Printing of negative value in c via printf

Question

I am running a test code for learning C. However I am curious regarding representation of negative numbers n hexadecimal, for which I have written a test-code. To my surprise, by running that test-code I am receiving only zero

    union unin
    {
        char chrArray[4];
        float flotVal;
    }uninObj;

    uninObj.flotVal = -25;

    printf("%x %x %x %x",uninObj.chrArray[0], uninObj.chrArray[1], /
           uninObj.chrArray[2], uninObj.chrArray[3]);
    printf("\n Float in hex: %x",uninObj.flotVal);
    return 0;

Answer 1

First of all, this statement is flat-out wrong:

printf("\n Float in hex: %x",uninObj.flotVal);

%x expects its corresponding argument to be unsigned int, and passing an argument of a different type (as you do here) results in undefined behavior - the output could literally be anything.

As of C99, you can use the %a or %A specifiers to print a hexadecimal representation of the floating-point value ([+|-]x.xxxx..., where each x is a hex digit). This is not the same thing as the value's binary representation in memory, though.

For the union, I'd suggest you use unsigned char for chrArray and use %hhx to print out each byte:

union unin
{
    unsigned char chrArray[sizeof (float)];
    float flotVal;
}uninObj;

printf("%hhx %hhx %hhx %hhx",uninObj.chrArray[0], uninObj.chrArray[1], 
       uninObj.chrArray[2], uninObj.chrArray[3]);    

The hh length modifier in %hhx says that the corresponding argument has type unsigned char, rather than the unsigned int %x usually expects.

Answer 2

On my CentOS 7 Intel 64 architecture, sizeof(float) is 4. So little endian result that I see on my test of 00 00 C8 C1 is a negative number. The Intel single precision floating point representation is:

1 bit sign
8 bit exponent
23 bit significand (with the first 1 bit implied)

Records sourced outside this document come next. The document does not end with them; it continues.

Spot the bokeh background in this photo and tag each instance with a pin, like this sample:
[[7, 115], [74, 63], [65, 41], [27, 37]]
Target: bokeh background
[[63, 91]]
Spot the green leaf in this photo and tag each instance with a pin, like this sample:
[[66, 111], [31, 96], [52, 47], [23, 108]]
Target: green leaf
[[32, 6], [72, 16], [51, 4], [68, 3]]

As the Intel architecture is little-endian, the floating point value for 00 00 C8 C1 is 1100 0001 1100 1000 0000 0000 0000 0000. The first 1 means the number is negative. The next 8 bits, 10000011 (Decimal 131), are the exponent, and the next 4 bits 1001, with the implied 1 bit 11001, is the number 25 shifted right 4 bits. The exponent of 131 is offset from 127 by 4, which is the number of bits that 1.1001 is shifted left to get back to 25.

On a 64 bit representation, the exponent is 11 bits, and the exponent offset is 1023. So you would expect the number to be 1 (negative sign), Decimal 1027 in 11 bits 100 0000 0011, then 25 decimal as 1001 with the implied leading 1 bit (as in the single precision version), then all zeroes which together is C0 39 00 00 , 00 00 00 00. You can see that the last 4 bytes are all zeros. But this is still little-endian, so as a 64 bit number it would look like 00 00 00 00 00 00 39 C0. So you are getting all zeros if you print the first 4 bytes.

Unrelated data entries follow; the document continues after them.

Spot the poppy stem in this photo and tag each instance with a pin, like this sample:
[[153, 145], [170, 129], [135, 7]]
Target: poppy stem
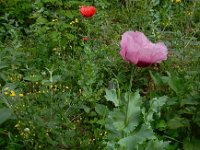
[[131, 79], [133, 68]]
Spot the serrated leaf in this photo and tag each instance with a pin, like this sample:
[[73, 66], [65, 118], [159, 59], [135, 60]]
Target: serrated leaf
[[5, 114], [132, 142], [111, 95]]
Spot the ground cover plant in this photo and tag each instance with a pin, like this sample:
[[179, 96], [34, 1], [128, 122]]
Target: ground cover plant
[[67, 81]]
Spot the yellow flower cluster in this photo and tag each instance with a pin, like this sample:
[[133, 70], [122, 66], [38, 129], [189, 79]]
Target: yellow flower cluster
[[12, 93]]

You would see non-zero values from your program either by (a) Specifying an 8 character array in the declaration and printing all 8 (and you would see two bytes with 39 C0), or (b) using a value other than -25 in your test that requires more binary digits to represent like a large prime number or an irrational number (as suggested by @David C. Rankin).

Checking sizeof(float) would determine what your floating point size (in bytes) and I would expect you to see it as 8, because you are seeing zeroes and not C8 C1 like I do.

Answer 3

Passing float to a specifier expecting unsigned int is undefined behaviour.

Furthermore, the unsigned int expected by %x is not guaranteed to be the same size as float. So the attempt to trick printf that way may or may not "work".

Anyway, for a variadic function such as printf the compiler will promote an argument of type float to double, so that may be the reason why you (and I) get 0 output.

On my system
sizeof(double) is 8.
sizeof(unsigned int) is 4.

And if you look at the bytes output for that part of the union, the first two are 0. So having passed 8 bytes to the function instead of the 4 expected by %x, the data is aligned in a way that %x is getting four 0 value bytes.